Fix ONNX Runtime CUDA fallback by preloading shared library dependencies by Misty-Star · Pull Request #276 · nomadkaraoke/python-audio-separator

Misty-Star · 2026-03-25T09:24:17Z

Summary

This PR improves GPU initialization for ONNX Runtime in pip-based CUDA environments by preloading
shared library dependencies before provider setup.

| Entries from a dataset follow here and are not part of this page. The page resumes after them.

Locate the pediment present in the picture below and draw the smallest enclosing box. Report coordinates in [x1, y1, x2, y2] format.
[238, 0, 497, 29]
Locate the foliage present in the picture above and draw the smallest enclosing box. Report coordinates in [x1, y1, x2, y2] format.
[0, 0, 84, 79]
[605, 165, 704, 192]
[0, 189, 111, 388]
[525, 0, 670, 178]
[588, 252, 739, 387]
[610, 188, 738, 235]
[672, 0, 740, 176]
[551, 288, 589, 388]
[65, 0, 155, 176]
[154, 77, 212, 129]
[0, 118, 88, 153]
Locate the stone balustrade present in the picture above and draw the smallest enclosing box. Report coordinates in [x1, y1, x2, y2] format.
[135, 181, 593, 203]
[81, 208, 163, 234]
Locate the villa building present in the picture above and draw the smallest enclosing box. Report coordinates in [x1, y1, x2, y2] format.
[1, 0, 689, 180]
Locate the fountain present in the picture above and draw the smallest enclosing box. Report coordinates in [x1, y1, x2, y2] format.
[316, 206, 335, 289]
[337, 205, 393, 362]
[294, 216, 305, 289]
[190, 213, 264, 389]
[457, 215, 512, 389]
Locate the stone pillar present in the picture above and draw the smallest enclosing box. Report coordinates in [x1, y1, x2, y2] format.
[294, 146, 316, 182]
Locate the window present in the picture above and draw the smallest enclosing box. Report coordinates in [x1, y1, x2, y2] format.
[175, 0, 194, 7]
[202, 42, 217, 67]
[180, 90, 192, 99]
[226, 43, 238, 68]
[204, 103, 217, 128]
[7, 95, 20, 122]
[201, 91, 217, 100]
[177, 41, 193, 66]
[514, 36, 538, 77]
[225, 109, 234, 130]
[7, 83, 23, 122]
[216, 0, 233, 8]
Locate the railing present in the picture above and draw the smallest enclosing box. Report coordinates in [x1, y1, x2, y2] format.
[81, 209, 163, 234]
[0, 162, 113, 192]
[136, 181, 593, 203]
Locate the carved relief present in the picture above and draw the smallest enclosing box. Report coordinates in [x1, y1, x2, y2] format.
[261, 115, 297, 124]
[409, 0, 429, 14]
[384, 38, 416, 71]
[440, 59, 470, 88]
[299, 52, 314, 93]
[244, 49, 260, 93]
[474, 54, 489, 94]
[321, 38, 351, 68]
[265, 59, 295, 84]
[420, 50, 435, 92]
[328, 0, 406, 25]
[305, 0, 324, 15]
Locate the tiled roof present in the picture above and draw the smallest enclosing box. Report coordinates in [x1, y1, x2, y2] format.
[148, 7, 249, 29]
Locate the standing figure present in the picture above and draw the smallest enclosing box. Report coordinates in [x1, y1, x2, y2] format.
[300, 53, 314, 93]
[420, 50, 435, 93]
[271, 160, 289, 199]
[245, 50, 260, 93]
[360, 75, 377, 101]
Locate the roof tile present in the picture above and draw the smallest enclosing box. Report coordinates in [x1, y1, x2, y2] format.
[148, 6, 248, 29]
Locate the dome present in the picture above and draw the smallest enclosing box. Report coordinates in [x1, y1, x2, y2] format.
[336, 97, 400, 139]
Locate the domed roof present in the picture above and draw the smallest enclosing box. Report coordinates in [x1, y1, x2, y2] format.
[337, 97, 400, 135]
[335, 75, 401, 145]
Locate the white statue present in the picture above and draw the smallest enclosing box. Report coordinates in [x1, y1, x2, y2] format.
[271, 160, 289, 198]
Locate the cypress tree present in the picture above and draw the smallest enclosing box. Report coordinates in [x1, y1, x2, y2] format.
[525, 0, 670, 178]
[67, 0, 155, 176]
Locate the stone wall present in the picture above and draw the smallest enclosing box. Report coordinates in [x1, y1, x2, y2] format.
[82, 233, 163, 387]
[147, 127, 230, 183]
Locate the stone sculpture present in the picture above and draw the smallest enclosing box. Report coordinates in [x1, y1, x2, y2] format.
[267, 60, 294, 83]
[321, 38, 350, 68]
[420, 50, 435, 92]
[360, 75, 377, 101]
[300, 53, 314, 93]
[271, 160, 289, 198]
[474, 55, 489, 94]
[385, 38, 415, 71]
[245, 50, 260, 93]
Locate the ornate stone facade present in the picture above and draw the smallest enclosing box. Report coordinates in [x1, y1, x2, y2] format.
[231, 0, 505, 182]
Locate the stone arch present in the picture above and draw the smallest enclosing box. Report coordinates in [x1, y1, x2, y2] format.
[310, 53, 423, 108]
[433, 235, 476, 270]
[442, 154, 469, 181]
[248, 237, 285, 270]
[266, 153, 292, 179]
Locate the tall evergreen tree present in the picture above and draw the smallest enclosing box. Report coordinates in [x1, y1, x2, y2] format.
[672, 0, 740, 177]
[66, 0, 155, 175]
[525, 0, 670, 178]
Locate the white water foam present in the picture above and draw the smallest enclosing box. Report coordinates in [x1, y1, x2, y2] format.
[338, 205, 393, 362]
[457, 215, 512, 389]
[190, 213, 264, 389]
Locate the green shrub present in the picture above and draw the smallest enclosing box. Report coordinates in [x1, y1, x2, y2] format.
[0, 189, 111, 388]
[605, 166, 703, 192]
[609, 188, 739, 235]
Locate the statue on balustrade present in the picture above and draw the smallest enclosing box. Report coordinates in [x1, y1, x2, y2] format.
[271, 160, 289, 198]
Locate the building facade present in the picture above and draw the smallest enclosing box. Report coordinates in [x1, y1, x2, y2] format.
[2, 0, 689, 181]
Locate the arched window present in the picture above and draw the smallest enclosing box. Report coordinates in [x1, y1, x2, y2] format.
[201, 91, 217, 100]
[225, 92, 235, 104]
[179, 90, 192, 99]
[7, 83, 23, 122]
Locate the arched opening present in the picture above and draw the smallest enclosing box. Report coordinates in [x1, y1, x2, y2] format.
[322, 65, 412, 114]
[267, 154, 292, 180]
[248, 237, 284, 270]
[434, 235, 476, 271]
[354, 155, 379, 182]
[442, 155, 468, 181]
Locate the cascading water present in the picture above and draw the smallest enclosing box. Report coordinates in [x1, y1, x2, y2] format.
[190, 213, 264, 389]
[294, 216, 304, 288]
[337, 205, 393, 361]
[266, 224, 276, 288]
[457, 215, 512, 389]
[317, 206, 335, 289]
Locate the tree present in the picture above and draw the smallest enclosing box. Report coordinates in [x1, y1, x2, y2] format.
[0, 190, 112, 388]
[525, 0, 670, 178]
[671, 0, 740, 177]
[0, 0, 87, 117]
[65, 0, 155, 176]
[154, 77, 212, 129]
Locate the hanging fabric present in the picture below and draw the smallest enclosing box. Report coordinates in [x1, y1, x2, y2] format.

It also adds a clearer warning when an ONNX Runtime session cannot activate the requested
execution provider, and defers CLI imports so audio-separator help/usage paths do not eagerly
trigger heavy runtime initialization.

Problem

In some Linux environments where CUDA and cuDNN are installed via pip wheels, onnxruntime-gpu
may report CUDAExecutionProvider as available, but actual ONNX sessions can still fall back to
CPU because the required shared libraries are not visible to the dynamic loader at session
creation time.

In this case, users may see errors similar to:

Failed to load library ... libonnxruntime_providers_cuda.so
libcudnn.so.9: cannot open shared object file
Failed to create CUDAExecutionProvider

This can be confusing because PyTorch may still detect and use CUDA successfully, while ONNX
Runtime silently falls back to CPU for ONNX models.

Root Cause

The CUDA/cuDNN runtime libraries provided by pip-installed NVIDIA wheels are not always discovered
automatically by ONNX Runtime before the first CUDA execution provider session is created.

Changes

Call onnxruntime.preload_dlls() during accelerated device setup when the installed ONNX
Runtime version supports it.
Add a warning in the MDX ONNX loading path when the requested execution provider is not actually
activated by the created session.
Defer importing Separator in the CLI until it is actually needed, so no-argument/help flows do
not eagerly trigger ONNX Runtime initialization.
Add unit coverage for the ONNX Runtime dependency preload path and for the CLI no-argument
behavior.

Why this helps

This makes pip-installed CUDA/cuDNN runtimes visible to ONNX Runtime earlier in the startup flow,
which avoids a common failure mode where ONNX Runtime advertises CUDA support but then creates
CPU-only sessions in practice.

It also makes provider fallback much more obvious in logs, which should make future GPU
troubleshooting easier.

Validation

Validated locally with a pip-based GPU environment on Linux using:

Python 3.12
PyTorch 2.11.0+cu130
onnxruntime-gpu 1.24.4

Before this change:

PyTorch detected CUDA successfully.
ONNX Runtime exposed CUDAExecutionProvider in provider discovery.
A minimal ONNX InferenceSession(..., providers=["CUDAExecutionProvider"]) failed to load CUDA
dependencies and fell back to CPUExecutionProvider.

After this change:

The same environment successfully created an ONNX Runtime session using CUDAExecutionProvider
without requiring a manual LD_LIBRARY_PATH workaround.

Notes

This PR is focused on CUDA dependency loading and provider activation.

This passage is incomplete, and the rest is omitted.